I don't like to tell my kids off for things so when I do have to, they know I mean it! My toddler gets told twice to behave, then he gets a tap on the hand. If he's still misbehaving, he gets ignored until he calms down always knowing that he'll get a cuddle when he does. He also gets an explanation of what he's done and why it was wrong.
2008-02-04 17:00:32 | url

Slawebb said:

  I want to comment on what Amyl is saying. We tend to give children too many choices in todays society. So if you are going to give choices do not make them open ended question like,"what do you want for lunch?" Make it a choice between 2 things. Too many things to choose from confuses them and makes it more likely to have tantrums. My oldest dd (5.5) has tantrums. When she doesn't get her way they get worse and will keep going for a long time. Recently, I have been ignoring, but also sending her to her room and having her write lines. it gives her something else to focus on and allows her to get control of herself. I send her to her room because her tantrums thrive on having people around her to annoy. She need to be alone.
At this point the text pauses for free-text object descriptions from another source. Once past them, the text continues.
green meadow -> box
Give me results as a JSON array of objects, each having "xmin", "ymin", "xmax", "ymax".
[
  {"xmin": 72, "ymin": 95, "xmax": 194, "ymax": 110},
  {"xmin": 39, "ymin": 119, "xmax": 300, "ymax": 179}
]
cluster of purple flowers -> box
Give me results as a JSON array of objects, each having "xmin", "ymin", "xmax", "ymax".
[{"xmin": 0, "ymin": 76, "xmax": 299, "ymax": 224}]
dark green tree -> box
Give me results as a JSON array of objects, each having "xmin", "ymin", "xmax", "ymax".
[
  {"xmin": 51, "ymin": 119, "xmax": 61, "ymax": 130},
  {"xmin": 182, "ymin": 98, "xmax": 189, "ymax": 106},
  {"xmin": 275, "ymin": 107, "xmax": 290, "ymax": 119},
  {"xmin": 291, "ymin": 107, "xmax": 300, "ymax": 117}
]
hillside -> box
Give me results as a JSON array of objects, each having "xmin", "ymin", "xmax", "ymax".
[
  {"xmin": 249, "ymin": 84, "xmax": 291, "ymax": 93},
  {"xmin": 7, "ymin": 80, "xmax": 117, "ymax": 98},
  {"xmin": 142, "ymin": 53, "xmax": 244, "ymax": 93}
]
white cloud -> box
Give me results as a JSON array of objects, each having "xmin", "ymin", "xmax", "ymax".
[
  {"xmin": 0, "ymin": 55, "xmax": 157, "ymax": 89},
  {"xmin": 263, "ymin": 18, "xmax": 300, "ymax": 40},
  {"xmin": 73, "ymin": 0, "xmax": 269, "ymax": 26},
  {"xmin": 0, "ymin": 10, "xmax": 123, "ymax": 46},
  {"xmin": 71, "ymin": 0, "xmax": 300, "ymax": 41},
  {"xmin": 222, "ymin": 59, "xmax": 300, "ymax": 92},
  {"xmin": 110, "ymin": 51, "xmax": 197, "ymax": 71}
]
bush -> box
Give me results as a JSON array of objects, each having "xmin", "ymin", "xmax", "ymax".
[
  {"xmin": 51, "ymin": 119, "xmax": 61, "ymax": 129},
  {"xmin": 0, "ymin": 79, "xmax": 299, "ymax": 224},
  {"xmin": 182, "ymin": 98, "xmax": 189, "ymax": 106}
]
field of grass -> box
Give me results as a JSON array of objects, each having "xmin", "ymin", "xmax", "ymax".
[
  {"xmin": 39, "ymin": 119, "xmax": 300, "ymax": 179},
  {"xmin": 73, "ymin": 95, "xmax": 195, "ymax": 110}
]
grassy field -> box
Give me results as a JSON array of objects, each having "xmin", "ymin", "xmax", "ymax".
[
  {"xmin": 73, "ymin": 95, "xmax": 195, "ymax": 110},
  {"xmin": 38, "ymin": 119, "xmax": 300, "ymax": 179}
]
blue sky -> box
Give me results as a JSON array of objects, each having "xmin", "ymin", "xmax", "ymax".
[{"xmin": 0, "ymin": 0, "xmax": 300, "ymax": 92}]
Here's a good book http://www.amazon.com/Parentin...0785411895
also here is a website I like too. http://www.sharedventures.net/home/ You obviously know your child best. Keep working on it, don't give up you can do it!
2008-03-05 21:16:42 | url

Katmaxx said:

  There is a real trick to the choice thing though:Too many=overwhellemed=fit, too few=powerless=fit, just right=better behavior. I found it very effective to remove the child from the setting in which the fit occured especially if it is at someone elses house or out in public. We just went home.
Pay attention to the behaviors you see that happen just before a fit. Mine tended to get whiny or gripey and pout then lose it. When I started to see that I would try to take action- distract with a story, leave the area, try to talk about the issue.For example they often would do fine at the store but fall apart at the check out, what was happening was they were hungry by that time so I started packing protein snacks for them=no more fits. Go back later when everything is calm and talk about what is the proper way to handle things or how to say what they need to say instead of the fit.